Раскольников поклонился в ноги «великой грешнице» Соне.

— Я не тебе поклонился, я всему страданию человеческому поклонился, — объясняет он.

Не значит ли это, что есть такая святыня в человеческом страдании, которой уже не может возвысить никакой подвиг и унизить никакое преступление, которая — за пределами добра и зла, «по ту сторону добра и зла»? Как тут близко, как страшно близко последнее кощунство соприкасается, даже как бы сливается с последнею святостью! Ведь ежели это действительно так, ежели есть нечто достойное религиозного поклонения и вне нравственного закона, ежели убийца Раскольников — не больший преступник, чем самоубийца Соня, то не мог ли бы кто-нибудь поклониться этой же последней святыне, последней безвинности человеческого страдания и в нем, в Раскольникове? Достоевский должен был дойти до этого вопроса, действительно, дошел и ответил на него:

— Зачем живет такой человек? — говорит Дмитрий Карамазов, указывая на отца своего. — Можно ли еще позволить ему бесчестить собою землю?

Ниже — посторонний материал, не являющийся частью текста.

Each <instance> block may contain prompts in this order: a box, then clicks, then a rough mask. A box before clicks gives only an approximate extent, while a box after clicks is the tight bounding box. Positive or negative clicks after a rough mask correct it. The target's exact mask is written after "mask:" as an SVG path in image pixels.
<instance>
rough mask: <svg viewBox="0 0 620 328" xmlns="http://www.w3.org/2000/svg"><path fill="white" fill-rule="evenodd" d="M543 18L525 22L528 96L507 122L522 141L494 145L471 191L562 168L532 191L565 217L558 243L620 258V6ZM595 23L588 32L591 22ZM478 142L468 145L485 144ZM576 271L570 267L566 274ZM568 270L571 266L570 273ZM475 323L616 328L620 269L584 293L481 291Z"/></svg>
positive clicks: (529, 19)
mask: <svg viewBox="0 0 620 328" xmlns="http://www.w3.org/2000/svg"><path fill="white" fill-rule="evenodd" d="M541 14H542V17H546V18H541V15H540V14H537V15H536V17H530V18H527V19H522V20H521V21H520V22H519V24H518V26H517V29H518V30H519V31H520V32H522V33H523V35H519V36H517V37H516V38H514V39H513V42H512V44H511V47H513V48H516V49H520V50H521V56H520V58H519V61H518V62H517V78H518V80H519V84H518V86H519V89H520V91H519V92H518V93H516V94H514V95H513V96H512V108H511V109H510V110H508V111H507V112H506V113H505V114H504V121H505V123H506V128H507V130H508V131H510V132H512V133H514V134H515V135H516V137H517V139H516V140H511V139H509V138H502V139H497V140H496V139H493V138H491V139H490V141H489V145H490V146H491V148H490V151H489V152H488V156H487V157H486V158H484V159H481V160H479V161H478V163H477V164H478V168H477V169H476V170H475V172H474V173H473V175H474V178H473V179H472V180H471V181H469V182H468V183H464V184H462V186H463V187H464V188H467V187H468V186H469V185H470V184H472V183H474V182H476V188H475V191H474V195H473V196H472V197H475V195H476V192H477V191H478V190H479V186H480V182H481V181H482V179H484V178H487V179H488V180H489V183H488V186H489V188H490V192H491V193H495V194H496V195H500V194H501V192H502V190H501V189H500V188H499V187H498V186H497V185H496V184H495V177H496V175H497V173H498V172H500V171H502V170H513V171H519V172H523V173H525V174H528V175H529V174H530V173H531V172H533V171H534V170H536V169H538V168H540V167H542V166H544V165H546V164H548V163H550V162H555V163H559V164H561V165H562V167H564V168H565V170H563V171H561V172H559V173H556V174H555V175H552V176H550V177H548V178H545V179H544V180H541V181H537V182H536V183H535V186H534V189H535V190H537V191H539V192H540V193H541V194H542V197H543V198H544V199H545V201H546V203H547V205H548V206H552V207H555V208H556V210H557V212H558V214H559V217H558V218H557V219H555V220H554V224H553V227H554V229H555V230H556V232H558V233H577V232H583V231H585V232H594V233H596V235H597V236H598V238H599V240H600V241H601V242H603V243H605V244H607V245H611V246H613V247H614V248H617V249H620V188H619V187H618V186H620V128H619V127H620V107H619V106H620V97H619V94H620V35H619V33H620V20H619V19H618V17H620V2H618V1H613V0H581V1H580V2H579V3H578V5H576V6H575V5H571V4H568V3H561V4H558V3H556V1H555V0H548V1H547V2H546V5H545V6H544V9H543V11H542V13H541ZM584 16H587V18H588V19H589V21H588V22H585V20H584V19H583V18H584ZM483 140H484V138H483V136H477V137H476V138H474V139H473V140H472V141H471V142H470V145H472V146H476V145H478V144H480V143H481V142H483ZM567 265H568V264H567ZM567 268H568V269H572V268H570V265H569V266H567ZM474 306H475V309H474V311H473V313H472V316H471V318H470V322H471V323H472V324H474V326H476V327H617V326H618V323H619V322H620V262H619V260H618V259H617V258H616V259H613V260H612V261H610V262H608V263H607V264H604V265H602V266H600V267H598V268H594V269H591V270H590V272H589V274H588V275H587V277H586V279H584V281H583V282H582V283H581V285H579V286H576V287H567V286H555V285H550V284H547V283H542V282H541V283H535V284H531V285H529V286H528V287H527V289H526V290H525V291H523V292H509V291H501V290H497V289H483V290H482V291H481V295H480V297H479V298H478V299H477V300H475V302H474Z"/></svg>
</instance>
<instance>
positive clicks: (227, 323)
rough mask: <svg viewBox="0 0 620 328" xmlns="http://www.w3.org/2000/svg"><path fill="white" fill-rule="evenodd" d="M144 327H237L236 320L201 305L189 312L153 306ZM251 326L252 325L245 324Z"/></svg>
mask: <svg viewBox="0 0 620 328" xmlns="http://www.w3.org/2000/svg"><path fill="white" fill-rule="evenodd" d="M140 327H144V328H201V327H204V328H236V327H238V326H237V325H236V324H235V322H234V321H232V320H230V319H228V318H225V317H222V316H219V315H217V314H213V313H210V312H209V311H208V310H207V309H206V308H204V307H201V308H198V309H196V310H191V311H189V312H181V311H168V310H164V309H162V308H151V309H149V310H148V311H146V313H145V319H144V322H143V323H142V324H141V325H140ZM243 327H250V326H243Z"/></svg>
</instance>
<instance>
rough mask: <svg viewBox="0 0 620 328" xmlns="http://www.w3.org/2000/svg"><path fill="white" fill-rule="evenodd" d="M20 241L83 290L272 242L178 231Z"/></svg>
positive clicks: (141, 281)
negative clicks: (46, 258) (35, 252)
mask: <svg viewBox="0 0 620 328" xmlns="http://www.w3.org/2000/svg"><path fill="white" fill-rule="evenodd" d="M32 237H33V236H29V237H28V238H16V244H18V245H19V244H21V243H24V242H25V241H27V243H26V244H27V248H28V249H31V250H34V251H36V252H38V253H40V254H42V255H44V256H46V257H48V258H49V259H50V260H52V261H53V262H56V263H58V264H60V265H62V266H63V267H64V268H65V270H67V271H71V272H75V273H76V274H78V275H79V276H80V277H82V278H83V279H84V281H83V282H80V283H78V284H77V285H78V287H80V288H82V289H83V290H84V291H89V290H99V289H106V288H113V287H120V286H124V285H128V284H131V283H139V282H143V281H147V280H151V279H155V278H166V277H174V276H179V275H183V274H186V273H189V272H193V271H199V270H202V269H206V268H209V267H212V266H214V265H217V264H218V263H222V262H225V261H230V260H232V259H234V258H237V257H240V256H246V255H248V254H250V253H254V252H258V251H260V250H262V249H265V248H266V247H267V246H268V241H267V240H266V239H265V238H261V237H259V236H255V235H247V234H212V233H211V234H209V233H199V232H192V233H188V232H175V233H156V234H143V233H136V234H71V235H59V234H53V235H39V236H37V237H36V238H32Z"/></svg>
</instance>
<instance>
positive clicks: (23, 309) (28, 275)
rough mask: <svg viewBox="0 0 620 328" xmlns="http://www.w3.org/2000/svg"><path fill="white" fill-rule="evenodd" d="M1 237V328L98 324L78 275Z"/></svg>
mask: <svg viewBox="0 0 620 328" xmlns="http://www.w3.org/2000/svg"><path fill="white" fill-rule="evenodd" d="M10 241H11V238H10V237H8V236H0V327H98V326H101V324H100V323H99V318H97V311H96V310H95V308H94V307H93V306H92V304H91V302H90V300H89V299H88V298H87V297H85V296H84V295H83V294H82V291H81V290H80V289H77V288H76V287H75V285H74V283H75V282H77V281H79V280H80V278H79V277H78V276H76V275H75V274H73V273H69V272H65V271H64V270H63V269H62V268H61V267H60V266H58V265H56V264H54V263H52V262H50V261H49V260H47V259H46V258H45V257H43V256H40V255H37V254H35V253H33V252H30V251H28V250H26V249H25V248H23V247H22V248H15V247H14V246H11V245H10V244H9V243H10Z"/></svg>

— Слышите ли, слышите ли вы, монахи, отцеубийцу? — восклицает Федор Павлович.

И он прав: если не делом, то мыслью Дмитрий — отцеубийца.

«Вдруг поднялся с места старец Зосима, шагнул по направлению к Дмитрию Федоровичу и, дойдя до него вплоть, опустился перед ним на колени. Алеша подумал было, что он упал от бессилия, но это было не то. Став на колени, старец поклонился Дмитрию Федоровичу в ноги полным, отчетливым, сознательным поклоном и даже лбом своим коснулся земли.

— Простите! Простите все!»

Не мог ли бы старец сказать отцеубийце Дмитрию Федоровичу точно так же, как Раскольников говорит святой блуднице Соне:

— Я не тебе поклонился, я всему страданию человеческому поклонился.